Hudson Yards in New York City
Up until 2012, the 11-hectare area had only been used for parking decommissioned trains. Now, the Hudson Yards skyscrapers are heading for the heavens together.

New York’s staircase

In March 2019 some of the first elements of the new project celebrated their official opening. The shopping centre, home to numerous flagship stores of prestigious brands, several restaurants and a park, is already highly popular. The “Hudson Yards Vessel” by British artist Thomas Heatherwick established itself as a major attraction in next to no time. This 45 metre-high, honeycomb-shaped fusion of building, artwork and monument near the High Line Park is a veritable eye-catcher and stands out effortlessly against the surrounding buildings. “New York’s Staircase”, as the locals like to call it, invites people to take a free stroll at a lofty height, courtesy of artfully combined staircases with a total of 2,500 steps and an escalator.

Hudson Yards Vessel in New York City
The honeycomb-shaped “Hudson Yards Vessel” makes a unique statement as a building and sculpture.

High-tech art temple

It is no secret that New Yorkers love their city and its culture.
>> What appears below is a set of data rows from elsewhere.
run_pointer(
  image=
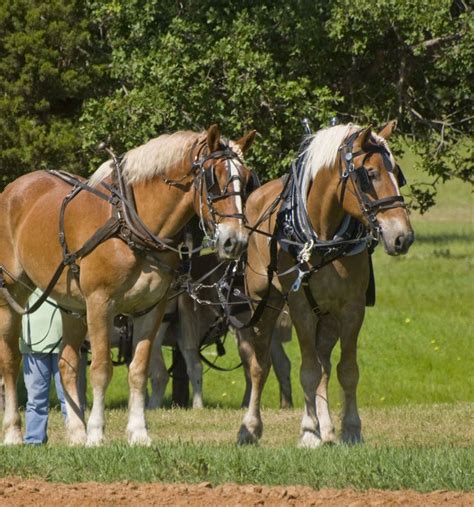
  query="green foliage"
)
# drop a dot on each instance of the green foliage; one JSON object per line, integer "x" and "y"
{"x": 73, "y": 74}
{"x": 49, "y": 64}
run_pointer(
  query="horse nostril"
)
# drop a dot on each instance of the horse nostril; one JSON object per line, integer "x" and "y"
{"x": 399, "y": 243}
{"x": 229, "y": 245}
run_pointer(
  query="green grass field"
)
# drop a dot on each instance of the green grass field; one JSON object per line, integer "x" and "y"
{"x": 416, "y": 392}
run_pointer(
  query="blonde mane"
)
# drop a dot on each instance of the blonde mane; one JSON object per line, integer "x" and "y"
{"x": 323, "y": 149}
{"x": 150, "y": 159}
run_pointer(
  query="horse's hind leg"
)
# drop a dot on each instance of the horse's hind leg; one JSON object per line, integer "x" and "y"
{"x": 327, "y": 336}
{"x": 99, "y": 323}
{"x": 10, "y": 324}
{"x": 158, "y": 372}
{"x": 74, "y": 331}
{"x": 348, "y": 373}
{"x": 282, "y": 366}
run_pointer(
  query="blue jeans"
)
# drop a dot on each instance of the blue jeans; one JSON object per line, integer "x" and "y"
{"x": 38, "y": 370}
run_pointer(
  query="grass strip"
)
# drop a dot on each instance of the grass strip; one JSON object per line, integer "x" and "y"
{"x": 422, "y": 469}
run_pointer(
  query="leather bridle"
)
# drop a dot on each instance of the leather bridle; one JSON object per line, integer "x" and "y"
{"x": 361, "y": 182}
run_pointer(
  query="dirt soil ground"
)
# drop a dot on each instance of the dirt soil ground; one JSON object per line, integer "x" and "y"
{"x": 30, "y": 492}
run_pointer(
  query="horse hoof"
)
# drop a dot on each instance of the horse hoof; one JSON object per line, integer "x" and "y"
{"x": 309, "y": 440}
{"x": 13, "y": 437}
{"x": 77, "y": 438}
{"x": 329, "y": 437}
{"x": 246, "y": 437}
{"x": 94, "y": 438}
{"x": 352, "y": 438}
{"x": 139, "y": 438}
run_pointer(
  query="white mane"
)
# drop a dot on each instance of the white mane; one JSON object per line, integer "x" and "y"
{"x": 149, "y": 159}
{"x": 323, "y": 149}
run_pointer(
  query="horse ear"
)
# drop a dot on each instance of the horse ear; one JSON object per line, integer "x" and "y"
{"x": 362, "y": 139}
{"x": 246, "y": 141}
{"x": 388, "y": 129}
{"x": 213, "y": 138}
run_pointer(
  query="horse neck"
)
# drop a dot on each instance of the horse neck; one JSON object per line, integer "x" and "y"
{"x": 324, "y": 209}
{"x": 164, "y": 208}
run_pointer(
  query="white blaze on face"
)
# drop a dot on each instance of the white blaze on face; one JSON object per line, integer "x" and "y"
{"x": 234, "y": 172}
{"x": 235, "y": 175}
{"x": 395, "y": 182}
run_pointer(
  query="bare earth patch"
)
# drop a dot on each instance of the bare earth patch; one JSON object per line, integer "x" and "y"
{"x": 30, "y": 492}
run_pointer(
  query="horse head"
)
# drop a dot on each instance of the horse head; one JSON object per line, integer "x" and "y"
{"x": 222, "y": 183}
{"x": 370, "y": 188}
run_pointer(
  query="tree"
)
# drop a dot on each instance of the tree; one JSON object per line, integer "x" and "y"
{"x": 50, "y": 61}
{"x": 267, "y": 64}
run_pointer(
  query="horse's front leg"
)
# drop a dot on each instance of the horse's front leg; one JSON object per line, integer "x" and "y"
{"x": 158, "y": 372}
{"x": 348, "y": 372}
{"x": 306, "y": 323}
{"x": 146, "y": 328}
{"x": 254, "y": 347}
{"x": 188, "y": 340}
{"x": 10, "y": 324}
{"x": 327, "y": 336}
{"x": 74, "y": 331}
{"x": 100, "y": 317}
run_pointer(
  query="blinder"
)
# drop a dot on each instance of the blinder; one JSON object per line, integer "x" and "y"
{"x": 252, "y": 184}
{"x": 401, "y": 180}
{"x": 210, "y": 177}
{"x": 363, "y": 179}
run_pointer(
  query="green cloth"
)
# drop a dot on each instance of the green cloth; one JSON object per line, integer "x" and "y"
{"x": 41, "y": 330}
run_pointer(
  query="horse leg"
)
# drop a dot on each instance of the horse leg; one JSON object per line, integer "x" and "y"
{"x": 10, "y": 324}
{"x": 327, "y": 335}
{"x": 282, "y": 366}
{"x": 99, "y": 324}
{"x": 348, "y": 373}
{"x": 310, "y": 372}
{"x": 74, "y": 332}
{"x": 158, "y": 372}
{"x": 244, "y": 354}
{"x": 255, "y": 345}
{"x": 188, "y": 340}
{"x": 146, "y": 328}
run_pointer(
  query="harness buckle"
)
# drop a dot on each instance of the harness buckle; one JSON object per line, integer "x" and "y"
{"x": 297, "y": 283}
{"x": 306, "y": 251}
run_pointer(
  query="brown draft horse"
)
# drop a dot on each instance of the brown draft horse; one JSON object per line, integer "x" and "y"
{"x": 331, "y": 306}
{"x": 169, "y": 178}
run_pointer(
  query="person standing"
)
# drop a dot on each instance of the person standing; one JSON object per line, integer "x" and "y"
{"x": 39, "y": 345}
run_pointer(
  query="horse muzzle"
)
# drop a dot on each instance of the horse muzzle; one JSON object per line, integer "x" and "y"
{"x": 398, "y": 241}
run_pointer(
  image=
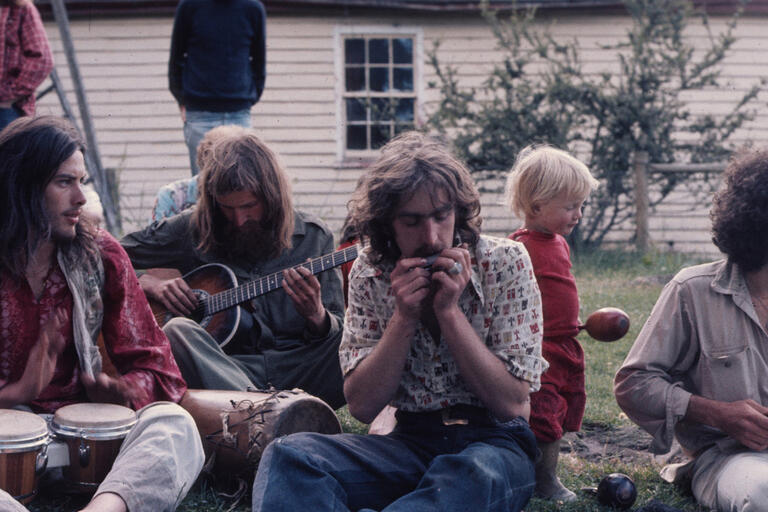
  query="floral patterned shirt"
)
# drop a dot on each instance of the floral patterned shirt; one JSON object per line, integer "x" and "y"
{"x": 25, "y": 55}
{"x": 135, "y": 344}
{"x": 502, "y": 303}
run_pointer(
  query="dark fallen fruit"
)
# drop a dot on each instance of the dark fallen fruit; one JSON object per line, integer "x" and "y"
{"x": 607, "y": 324}
{"x": 617, "y": 490}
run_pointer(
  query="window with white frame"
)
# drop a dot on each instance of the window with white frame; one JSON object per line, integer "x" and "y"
{"x": 379, "y": 89}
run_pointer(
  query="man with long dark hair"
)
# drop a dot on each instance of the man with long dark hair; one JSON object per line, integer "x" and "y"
{"x": 445, "y": 325}
{"x": 64, "y": 283}
{"x": 245, "y": 220}
{"x": 698, "y": 371}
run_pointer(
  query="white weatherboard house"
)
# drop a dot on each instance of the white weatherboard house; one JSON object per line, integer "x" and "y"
{"x": 322, "y": 57}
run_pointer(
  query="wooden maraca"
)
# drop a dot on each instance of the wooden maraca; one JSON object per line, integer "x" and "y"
{"x": 607, "y": 324}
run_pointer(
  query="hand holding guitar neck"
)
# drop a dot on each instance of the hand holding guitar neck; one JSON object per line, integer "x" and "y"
{"x": 607, "y": 324}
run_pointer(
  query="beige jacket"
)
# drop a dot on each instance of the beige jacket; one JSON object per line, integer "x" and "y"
{"x": 703, "y": 337}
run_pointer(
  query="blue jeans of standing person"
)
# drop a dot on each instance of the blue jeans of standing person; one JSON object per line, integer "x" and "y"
{"x": 7, "y": 115}
{"x": 199, "y": 122}
{"x": 423, "y": 465}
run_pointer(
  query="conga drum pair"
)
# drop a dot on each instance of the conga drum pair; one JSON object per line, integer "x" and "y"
{"x": 23, "y": 443}
{"x": 236, "y": 426}
{"x": 93, "y": 433}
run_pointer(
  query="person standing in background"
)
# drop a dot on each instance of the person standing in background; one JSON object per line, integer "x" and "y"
{"x": 25, "y": 58}
{"x": 217, "y": 65}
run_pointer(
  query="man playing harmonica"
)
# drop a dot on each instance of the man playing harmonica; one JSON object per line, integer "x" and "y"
{"x": 455, "y": 347}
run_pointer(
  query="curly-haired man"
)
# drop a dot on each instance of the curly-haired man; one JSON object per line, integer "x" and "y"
{"x": 699, "y": 368}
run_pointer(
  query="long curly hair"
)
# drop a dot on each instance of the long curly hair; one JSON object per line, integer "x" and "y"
{"x": 408, "y": 163}
{"x": 31, "y": 151}
{"x": 740, "y": 211}
{"x": 238, "y": 161}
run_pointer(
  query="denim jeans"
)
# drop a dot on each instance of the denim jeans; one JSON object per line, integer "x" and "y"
{"x": 422, "y": 465}
{"x": 199, "y": 122}
{"x": 7, "y": 115}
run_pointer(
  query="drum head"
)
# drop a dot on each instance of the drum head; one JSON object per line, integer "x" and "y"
{"x": 21, "y": 427}
{"x": 93, "y": 421}
{"x": 93, "y": 415}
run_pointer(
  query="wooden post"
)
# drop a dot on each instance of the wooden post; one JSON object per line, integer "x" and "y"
{"x": 92, "y": 159}
{"x": 640, "y": 168}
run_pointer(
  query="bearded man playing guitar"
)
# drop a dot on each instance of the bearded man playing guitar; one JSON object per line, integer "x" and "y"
{"x": 244, "y": 228}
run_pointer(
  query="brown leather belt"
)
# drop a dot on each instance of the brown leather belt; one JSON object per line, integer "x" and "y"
{"x": 460, "y": 414}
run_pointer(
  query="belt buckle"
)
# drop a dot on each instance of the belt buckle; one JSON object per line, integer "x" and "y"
{"x": 447, "y": 420}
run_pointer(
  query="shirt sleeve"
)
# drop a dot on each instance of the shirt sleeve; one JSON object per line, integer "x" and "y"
{"x": 516, "y": 330}
{"x": 331, "y": 295}
{"x": 362, "y": 328}
{"x": 36, "y": 60}
{"x": 134, "y": 342}
{"x": 644, "y": 385}
{"x": 168, "y": 243}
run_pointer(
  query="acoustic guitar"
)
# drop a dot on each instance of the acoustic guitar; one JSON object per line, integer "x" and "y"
{"x": 219, "y": 295}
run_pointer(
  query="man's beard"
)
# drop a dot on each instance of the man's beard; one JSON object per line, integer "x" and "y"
{"x": 249, "y": 242}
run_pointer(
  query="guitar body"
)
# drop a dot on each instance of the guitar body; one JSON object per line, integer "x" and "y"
{"x": 219, "y": 294}
{"x": 205, "y": 281}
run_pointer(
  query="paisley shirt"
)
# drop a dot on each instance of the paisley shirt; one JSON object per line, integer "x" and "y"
{"x": 135, "y": 344}
{"x": 502, "y": 303}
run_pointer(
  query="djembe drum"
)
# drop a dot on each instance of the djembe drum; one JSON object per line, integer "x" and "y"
{"x": 23, "y": 443}
{"x": 236, "y": 426}
{"x": 93, "y": 433}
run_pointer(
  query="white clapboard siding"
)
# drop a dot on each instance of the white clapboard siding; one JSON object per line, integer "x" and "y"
{"x": 123, "y": 61}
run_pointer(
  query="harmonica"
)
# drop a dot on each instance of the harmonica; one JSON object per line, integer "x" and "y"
{"x": 430, "y": 261}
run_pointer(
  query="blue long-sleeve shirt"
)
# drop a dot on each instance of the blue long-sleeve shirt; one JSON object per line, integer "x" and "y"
{"x": 218, "y": 54}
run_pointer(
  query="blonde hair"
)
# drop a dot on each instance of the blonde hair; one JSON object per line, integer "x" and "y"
{"x": 542, "y": 173}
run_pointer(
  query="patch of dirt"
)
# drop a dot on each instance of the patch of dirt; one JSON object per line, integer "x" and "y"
{"x": 628, "y": 443}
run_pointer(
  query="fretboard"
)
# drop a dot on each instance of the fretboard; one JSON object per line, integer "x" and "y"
{"x": 244, "y": 292}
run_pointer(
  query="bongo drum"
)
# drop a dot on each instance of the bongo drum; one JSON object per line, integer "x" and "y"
{"x": 23, "y": 443}
{"x": 236, "y": 426}
{"x": 93, "y": 433}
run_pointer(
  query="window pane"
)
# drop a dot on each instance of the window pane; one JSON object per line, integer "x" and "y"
{"x": 378, "y": 79}
{"x": 378, "y": 51}
{"x": 403, "y": 79}
{"x": 356, "y": 137}
{"x": 402, "y": 51}
{"x": 380, "y": 134}
{"x": 354, "y": 78}
{"x": 354, "y": 51}
{"x": 404, "y": 110}
{"x": 380, "y": 109}
{"x": 355, "y": 109}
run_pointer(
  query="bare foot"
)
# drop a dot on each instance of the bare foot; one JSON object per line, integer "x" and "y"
{"x": 384, "y": 423}
{"x": 106, "y": 502}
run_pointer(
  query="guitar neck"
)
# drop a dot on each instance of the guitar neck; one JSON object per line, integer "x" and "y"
{"x": 252, "y": 289}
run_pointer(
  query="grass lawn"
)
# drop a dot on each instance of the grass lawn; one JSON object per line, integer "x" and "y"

Small wonder, then, that rich art enthusiasts provided Hudson Yards with a new, architecturally sensational hall.  By the time it opened in April 2019, “The Shed” had eaten up more than $500 million in development and construction costs. Quite expensive as sheds go, but this one provides everything that creative artists and exhibition organizers could ever dream of. Spacious event rooms on a total of eight floors and a telescoping outer shell measuring almost 40 metres. Enough space for up to 3,000 spectators and state-of-the-art stage technology including fibreglass internet. And these are just some of the features. Even though the New York Times somewhat flippantly referred to “The Shed” as an “airplane hangar wrapped in a down comforter”, it can be viewed as an artwork in its own right.

The Shed in New York City
The $500 million “Shed” provides a spectacular stage for theatre, dance, fine art and pop culture alike.

See for yourself

The Hudson Yards project is as controversial as it is striking. Some see it as a vital job engine and a chance to reinvigorate Manhattan following the 9/11 trauma and the economic crisis. Yet others see it as yet another high-profile project with no real benefit for less well-heeled New Yorkers. This difference in opinion is sure to keep the city’s local politicians and press busy for some time to come. Nevertheless, it is relatively inexpensive for visitors to come and see the project for themselves. After all – there is no need to rent an office or buy an apartment there right away.